Using the community-based participatory research (CBPR) methodology, sustained peer group treatment has effectively improved medication adherence. Although many studies investigate the effectiveness of peer group therapy, there is a lack of evidence addressing the cost-effectiveness of CBPR models in low- and middle-income countries. This protocol outlines the methods for the economic evaluation of the PArticipatory Research model for medicaTIon adherenCe In People with diAbetes and hyperTEnsion (PARTICIPATE) trial to determine whether the CBPR approach to enhance medication adherence among patients with diabetes and/or hypertension is cost-effective in India.

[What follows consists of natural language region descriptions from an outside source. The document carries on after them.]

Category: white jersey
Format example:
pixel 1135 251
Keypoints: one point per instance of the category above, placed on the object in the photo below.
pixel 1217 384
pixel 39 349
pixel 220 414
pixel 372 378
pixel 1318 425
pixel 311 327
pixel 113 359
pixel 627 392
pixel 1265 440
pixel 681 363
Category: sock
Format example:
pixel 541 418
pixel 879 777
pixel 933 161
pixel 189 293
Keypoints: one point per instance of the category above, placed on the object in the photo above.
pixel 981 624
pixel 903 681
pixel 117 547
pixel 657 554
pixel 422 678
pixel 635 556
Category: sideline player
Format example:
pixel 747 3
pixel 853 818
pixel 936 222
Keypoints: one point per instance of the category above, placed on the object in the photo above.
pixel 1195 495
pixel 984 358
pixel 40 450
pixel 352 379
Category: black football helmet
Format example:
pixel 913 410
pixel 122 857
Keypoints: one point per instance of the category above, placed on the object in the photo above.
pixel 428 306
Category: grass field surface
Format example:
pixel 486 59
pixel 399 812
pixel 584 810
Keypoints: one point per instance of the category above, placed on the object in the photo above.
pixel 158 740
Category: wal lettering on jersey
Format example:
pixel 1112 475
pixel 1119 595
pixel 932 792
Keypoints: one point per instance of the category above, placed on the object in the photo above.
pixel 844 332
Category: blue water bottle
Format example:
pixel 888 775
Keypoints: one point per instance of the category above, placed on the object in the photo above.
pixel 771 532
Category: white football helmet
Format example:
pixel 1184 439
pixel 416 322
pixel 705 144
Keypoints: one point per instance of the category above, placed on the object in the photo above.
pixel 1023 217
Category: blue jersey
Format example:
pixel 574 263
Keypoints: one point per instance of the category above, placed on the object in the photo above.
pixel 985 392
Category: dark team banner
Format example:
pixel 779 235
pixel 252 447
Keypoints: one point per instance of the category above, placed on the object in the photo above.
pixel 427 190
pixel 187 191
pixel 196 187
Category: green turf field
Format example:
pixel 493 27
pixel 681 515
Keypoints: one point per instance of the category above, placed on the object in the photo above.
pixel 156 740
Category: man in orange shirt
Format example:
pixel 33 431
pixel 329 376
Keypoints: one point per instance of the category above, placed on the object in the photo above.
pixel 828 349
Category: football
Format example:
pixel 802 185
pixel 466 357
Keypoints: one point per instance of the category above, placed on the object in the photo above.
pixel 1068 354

A within-trial cost-effectiveness analysis (CEA) from a societal perspective will be conducted alongside a multicentre cluster randomised controlled trial to identify, measure and evaluate the key resource and outcome impacts of a CBPR model compared with usual care aimed at improving medication adherence in adult rural Indian patients with diabetes and/or hypertension. The CEA will provide results in terms of the cost per improvement in medication adherence score, and a cost-utility analysis (CUA) will express the findings as the cost per disability-adjusted life year (DALY) or quality-adjusted life year (QALY) gained. Intervention costs and effects will be projected for the population of Indian adults with diabetes and/or hypertension who are on medication, analysed over the cohort’s lifetime. Results from the modelled CUA will detail incremental costs, costs per death averted and costs per DALY averted/QALY gained for the interventions relative to the comparator. Incremental cost-effectiveness ratios will be computed by dividing the cost difference between the intervention and comparator by the difference in benefits. Health economic evaluation methods, including a lifetime horizon, a 3% discount rate for costs and benefits and a societal perspective, will be followed. The effects of sampling uncertainty on estimated incremental costs and effectiveness parameters, as well as the influence of methodological assumptions (such as the discount rate and study perspective), will be examined through both deterministic and probabilistic sensitivity analyses. Relevant differences in costs, outcomes or cost-effectiveness disparities among subgroups of patients with varying baseline characteristics will also be reported. Results will be illustrated using cost-effectiveness acceptability curves across a range of willingness-to-pay thresholds. Modelled CUA will broaden the target population and time frame to offer decision-makers insights into the cost-effectiveness of the CBPR approach for enhancing medication adherence. Furthermore, a return on investment analysis will be performed to express benefits in monetary terms relative to investments made, allowing for a comprehensive expression of both costs and the full spectrum of intervention benefits in monetary units.
The Institutional Ethics Committee of Sri Aurobindo Medical College and PGI, Indore, provided ethics approval. The results of the main trial and economic evaluation will be submitted for publication in a peer-reviewed journal and disseminated through reports to Indian Council of Medical Research and conference presentations.
Clinical Trial Registry of India (CTRI) CTRI/2024/01/061939.